Makanan yang diolah dari bahan bermutu buruk bisa meracuni, setidaknya membuat mual. Tapi, bahan-bahan yang baik pun belum tentu menjadi santapan yang menggembirakan. Juru masak yang buruk bisa saja membuat tenderloin serupa sealot ban pesawat dan rasa beragam rempah bertabrakan satu sama lain. Bahkan seorang juru masak yang sembrono dapat menghidupkan imajinasi pedihnya zaman penjajahan Jepang melalui jagung rebus.

Kita kerap membaca atau mendengar data tentang anak-anak muda di Indonesia. Tiap sebentar ada judul baru: tingkat melek huruf, loyalitas terhadap pekerjaan, gaya berbahasa, dan lain-lain. Sebagian data itu bermutu baik, sebab disarikan dari penelitian yang komprehensif serta didasari metode yang tepat, dan sebagian lagi bahkan tak pantas ditengok. Namun, yang ajaib, hasil olahan kedua jenis bahan itu seringkali tidak terbedakan.

Sebab utamanya ialah perspektif yang seragam. Ibarat juru masak yang tak mengenal resep selain, katakanlah, semur, kebanyakan media Indonesia memasak data tentang anak-anak muda dengan satu cara belaka, yaitu sinisme. Dari data apa pun, bunyi simpulannya hampir selalu sama: inilah generasi yang mengenaskan, yang masa depannya gelap dan penuh sarang laba-laba seperti kolong lemari.

“Begitulah kira-kira gambaran gaya hidup anak muda saat ini. Konsumtif dan bergantung dengan gawai,” tulis Kompas.com pada 26 Oktober 2015 tentang kebiasaan belanja daring (online) muda-mudi Indonesia. Konsumtif, dalam konteks ini, ialah lawan dari produktif sebagaimana gelap ialah lawan dari terang, dan ketergantungan terhadap benda-benda, entah itu gawai atau patung anak sapi bersepuh emas, tidak pernah dianggap terpuji sepanjang sejarah umat manusia.

Pada 22 Juli 2016, jurnalis Republika Syahrudin El-Fikri memerah kesimpulan dari tukilan data Badan Pusat Statistik dan UNESCO tentang minat baca orang Indonesia: “...upaya pendiri bangsa ini untuk mewujudkan generasi yang cerdas sebagaimana yang terdapat dalam Pembukaan UUD 1945 sepertinya makin susah diwujudkan. Pantaslah bila bangsa kita selalu dikecilkan alias kurang dianggap saat berhadapan dengan bangsa-bangsa lain.”

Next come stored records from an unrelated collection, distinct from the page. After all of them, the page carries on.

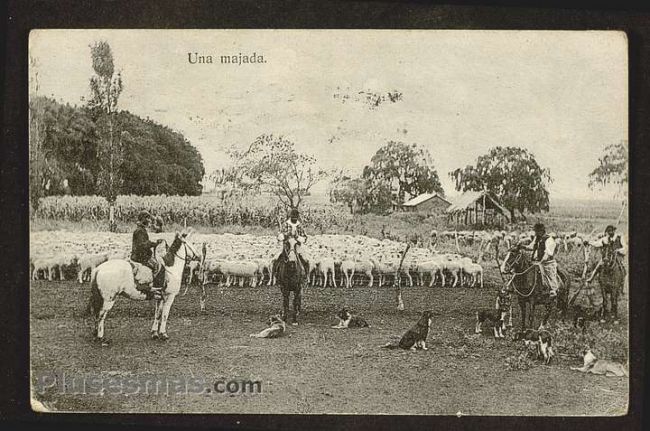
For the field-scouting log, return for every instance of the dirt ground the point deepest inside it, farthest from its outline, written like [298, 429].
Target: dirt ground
[314, 369]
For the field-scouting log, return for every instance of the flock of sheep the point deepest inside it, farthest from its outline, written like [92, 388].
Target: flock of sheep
[335, 260]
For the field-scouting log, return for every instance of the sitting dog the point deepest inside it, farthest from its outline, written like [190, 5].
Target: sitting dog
[593, 365]
[540, 340]
[348, 320]
[415, 338]
[496, 317]
[276, 328]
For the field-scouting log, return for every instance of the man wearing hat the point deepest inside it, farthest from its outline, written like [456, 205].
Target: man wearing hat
[611, 245]
[141, 252]
[293, 228]
[543, 247]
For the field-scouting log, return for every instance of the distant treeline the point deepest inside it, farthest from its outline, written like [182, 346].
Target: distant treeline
[156, 159]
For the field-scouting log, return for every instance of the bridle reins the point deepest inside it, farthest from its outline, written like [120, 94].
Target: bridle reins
[518, 274]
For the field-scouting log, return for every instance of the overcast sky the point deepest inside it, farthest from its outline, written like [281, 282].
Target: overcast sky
[561, 95]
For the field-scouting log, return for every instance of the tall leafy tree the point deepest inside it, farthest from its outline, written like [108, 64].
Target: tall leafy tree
[273, 163]
[360, 194]
[106, 87]
[512, 175]
[36, 142]
[612, 168]
[407, 167]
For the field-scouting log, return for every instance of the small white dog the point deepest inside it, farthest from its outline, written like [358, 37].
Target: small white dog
[604, 367]
[276, 328]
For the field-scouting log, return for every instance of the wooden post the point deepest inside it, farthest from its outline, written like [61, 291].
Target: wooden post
[483, 221]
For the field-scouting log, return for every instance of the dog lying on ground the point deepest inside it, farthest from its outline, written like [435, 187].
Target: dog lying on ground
[496, 317]
[415, 338]
[540, 341]
[276, 328]
[348, 320]
[593, 365]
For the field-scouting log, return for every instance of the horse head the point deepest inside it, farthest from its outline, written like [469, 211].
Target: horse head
[289, 249]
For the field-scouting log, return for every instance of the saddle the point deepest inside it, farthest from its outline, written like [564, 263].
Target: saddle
[142, 274]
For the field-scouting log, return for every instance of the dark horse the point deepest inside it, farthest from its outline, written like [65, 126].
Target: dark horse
[611, 276]
[291, 278]
[527, 284]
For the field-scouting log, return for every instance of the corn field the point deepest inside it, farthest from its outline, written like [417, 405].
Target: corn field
[194, 210]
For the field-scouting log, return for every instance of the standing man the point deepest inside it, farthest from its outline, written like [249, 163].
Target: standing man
[142, 252]
[611, 246]
[543, 247]
[292, 227]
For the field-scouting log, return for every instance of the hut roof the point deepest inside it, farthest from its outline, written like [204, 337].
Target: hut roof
[468, 199]
[422, 198]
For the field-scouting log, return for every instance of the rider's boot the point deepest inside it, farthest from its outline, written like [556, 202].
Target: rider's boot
[149, 291]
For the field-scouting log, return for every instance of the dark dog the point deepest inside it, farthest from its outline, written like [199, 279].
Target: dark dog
[540, 340]
[348, 320]
[496, 317]
[415, 338]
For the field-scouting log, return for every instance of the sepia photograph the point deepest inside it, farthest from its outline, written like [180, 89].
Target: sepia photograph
[365, 222]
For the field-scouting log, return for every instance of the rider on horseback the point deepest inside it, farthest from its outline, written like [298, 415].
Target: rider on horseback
[543, 248]
[141, 252]
[292, 227]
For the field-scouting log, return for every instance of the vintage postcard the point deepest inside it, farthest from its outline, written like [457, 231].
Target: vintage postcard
[329, 222]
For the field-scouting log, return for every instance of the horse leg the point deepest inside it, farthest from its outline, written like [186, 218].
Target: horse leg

Fakta bahwa anak-anak muda Indonesia memiliki minat baca yang rendah, juga keranjingan gawai dan belanja daring, tentu tak mesti dibaca dengan cara demikian; sebagaimana daging ayam tidak harus dijadikan isian lemper. Media massa, sebagai salah satu pabrik pengetahuan utama untuk rakyat, semestinya menyodorkan menu yang lebih beragam. Kecuali jika mereka hendak mengambil alih peran dapur umum pada masa-masa darurat, yang saban hari hanya sanggup menghasilkan lemper.

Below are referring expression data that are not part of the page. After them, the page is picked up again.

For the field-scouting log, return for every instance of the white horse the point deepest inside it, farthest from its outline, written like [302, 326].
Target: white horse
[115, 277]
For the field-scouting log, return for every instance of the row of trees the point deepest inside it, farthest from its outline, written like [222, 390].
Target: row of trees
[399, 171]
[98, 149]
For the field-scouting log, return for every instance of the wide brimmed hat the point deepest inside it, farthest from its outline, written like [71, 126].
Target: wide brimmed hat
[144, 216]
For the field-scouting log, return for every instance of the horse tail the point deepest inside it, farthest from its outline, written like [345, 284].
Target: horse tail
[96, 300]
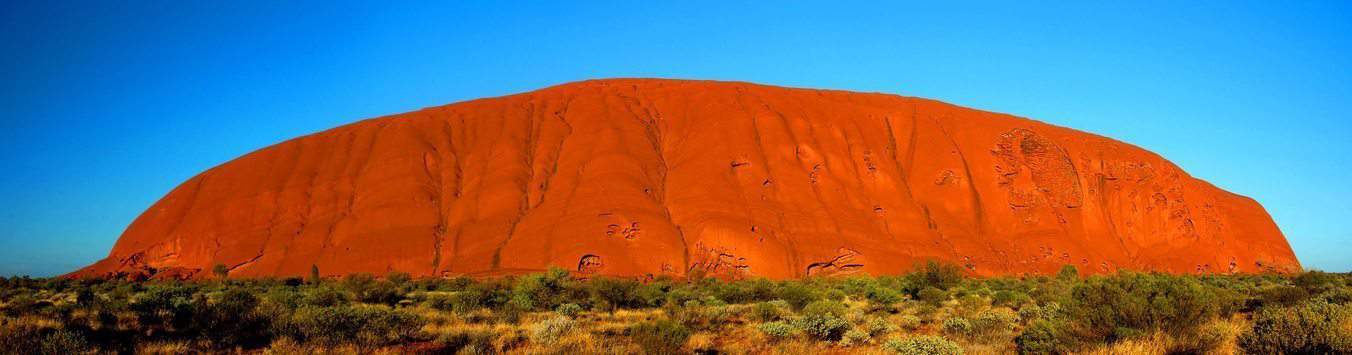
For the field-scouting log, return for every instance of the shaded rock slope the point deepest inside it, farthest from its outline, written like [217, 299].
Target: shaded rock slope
[650, 177]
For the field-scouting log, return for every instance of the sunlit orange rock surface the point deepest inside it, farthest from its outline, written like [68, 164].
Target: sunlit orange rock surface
[650, 177]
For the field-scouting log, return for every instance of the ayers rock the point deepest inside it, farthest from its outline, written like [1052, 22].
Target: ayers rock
[650, 177]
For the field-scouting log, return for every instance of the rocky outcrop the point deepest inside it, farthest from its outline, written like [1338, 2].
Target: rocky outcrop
[649, 177]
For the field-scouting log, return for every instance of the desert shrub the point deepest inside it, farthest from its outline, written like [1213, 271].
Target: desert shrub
[932, 296]
[517, 305]
[361, 325]
[1029, 313]
[1205, 339]
[776, 330]
[994, 321]
[855, 338]
[165, 307]
[1132, 304]
[767, 311]
[380, 292]
[550, 330]
[1279, 296]
[231, 320]
[613, 293]
[1041, 336]
[970, 305]
[909, 321]
[1010, 298]
[934, 274]
[882, 297]
[878, 325]
[323, 296]
[568, 309]
[471, 342]
[661, 336]
[824, 320]
[545, 290]
[440, 301]
[1316, 282]
[31, 339]
[399, 278]
[957, 325]
[702, 317]
[744, 292]
[798, 294]
[924, 344]
[1308, 328]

Tahun lalu, lembaga riset MARS Indonesia merilis data perilaku belanja remaja Indonesia. Mereka mendefinisikan remaja sebagai orang-orang dalam rentang usia 15 hingga 21 tahun. Responden berjumlah 1.211 orang dan berasal dari Jakarta, Bandung, Semarang, Surabaya, dan Medan.

Berikut rangkuman hasil riset tersebut: Populasi konsumen di Indonesia ialah 255,5 juta orang dan 21,28 persen atau sekitar 54 juta di antaranya tergolong remaja. Kegiatan harian yang paling disukai remaja Indonesia ialah olahraga (44 persen), menonton televisi (32 persen), dan mendengarkan musik (25 persen).

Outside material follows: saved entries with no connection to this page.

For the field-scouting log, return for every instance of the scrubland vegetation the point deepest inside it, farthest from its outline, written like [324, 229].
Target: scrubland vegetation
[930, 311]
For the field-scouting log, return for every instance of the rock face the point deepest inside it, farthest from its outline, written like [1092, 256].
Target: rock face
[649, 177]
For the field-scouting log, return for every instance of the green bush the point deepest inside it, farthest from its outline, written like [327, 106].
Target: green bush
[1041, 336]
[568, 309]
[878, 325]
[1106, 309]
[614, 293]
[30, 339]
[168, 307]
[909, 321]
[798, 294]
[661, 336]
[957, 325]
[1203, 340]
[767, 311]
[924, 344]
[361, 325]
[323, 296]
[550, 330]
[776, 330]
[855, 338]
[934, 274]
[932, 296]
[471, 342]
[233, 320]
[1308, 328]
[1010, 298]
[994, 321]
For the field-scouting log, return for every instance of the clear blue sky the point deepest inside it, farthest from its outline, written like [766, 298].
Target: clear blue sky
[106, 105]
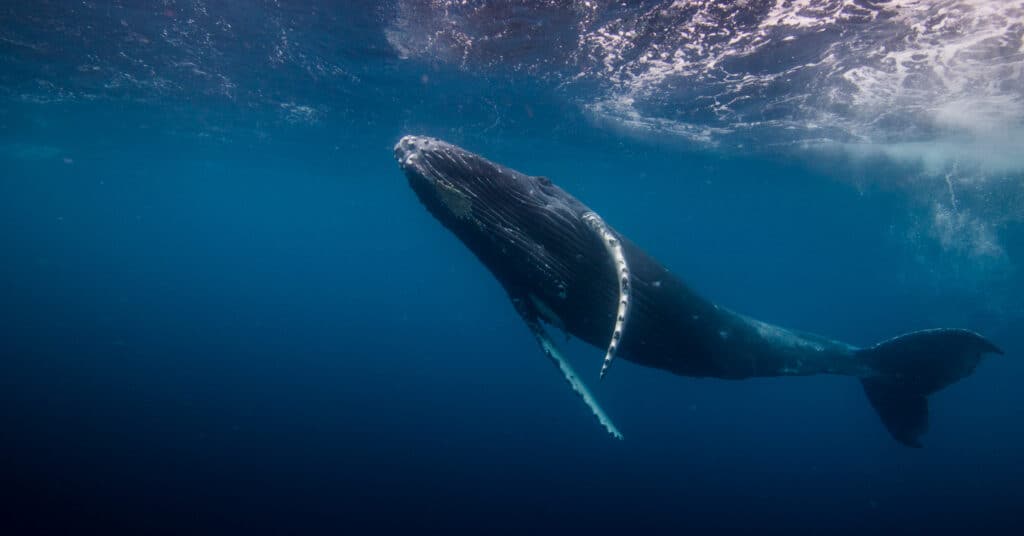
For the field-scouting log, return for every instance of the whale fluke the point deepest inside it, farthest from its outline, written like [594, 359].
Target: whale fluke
[911, 367]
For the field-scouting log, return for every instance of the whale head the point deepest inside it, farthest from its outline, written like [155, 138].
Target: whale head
[525, 230]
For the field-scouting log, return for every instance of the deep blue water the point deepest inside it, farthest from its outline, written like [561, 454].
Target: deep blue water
[224, 311]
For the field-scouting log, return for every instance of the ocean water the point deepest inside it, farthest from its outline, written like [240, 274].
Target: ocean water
[223, 310]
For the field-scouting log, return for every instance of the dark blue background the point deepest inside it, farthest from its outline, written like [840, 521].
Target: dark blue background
[261, 330]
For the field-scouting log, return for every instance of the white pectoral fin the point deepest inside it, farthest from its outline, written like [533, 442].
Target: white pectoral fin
[556, 357]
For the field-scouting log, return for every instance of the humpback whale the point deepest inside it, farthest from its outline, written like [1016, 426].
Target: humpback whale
[562, 265]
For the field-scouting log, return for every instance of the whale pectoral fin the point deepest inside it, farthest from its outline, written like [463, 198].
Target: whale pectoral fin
[556, 357]
[614, 248]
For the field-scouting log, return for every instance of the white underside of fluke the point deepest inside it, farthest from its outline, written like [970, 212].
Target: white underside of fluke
[614, 249]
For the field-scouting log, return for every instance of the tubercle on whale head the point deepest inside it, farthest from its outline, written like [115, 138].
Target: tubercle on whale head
[453, 181]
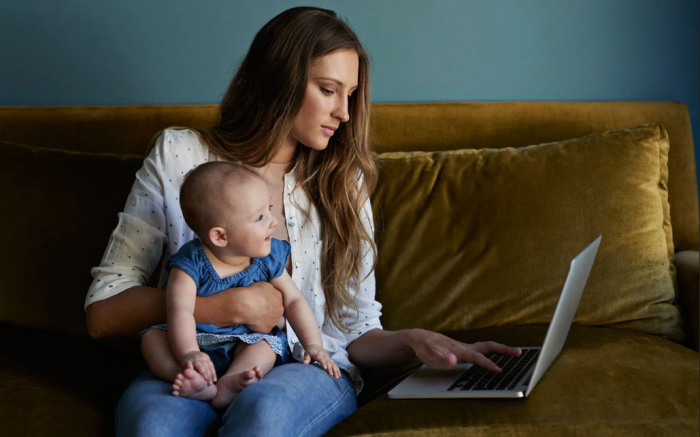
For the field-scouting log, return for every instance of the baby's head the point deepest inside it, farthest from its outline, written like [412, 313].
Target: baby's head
[228, 206]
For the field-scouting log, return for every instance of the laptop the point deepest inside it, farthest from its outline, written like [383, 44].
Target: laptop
[520, 374]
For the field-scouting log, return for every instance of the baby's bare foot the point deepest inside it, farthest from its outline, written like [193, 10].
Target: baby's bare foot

Pengeluaran keluarga yang mendapat pengaruh paling besar dari golongan remaja ialah pakansi dan belanja alat-alat elektronik. Tren belanja alat-alat elektronik dalam lima tahun belakangan telah mengubah kebiasaan remaja dalam mengakses internet. Pada 2011, 56 persen remaja memanfaatkan jasa warung-warung internet dan hanya 9 persen yang menjangkau internet dari rumah. Tapi, kini tinggal 10 persen remaja yang rutin berkunjung ke warung internet, sementara sisanya, 62 persen, mengakses internet lewat ponsel (97 persen) dan komputer (25 persen) masing-masing.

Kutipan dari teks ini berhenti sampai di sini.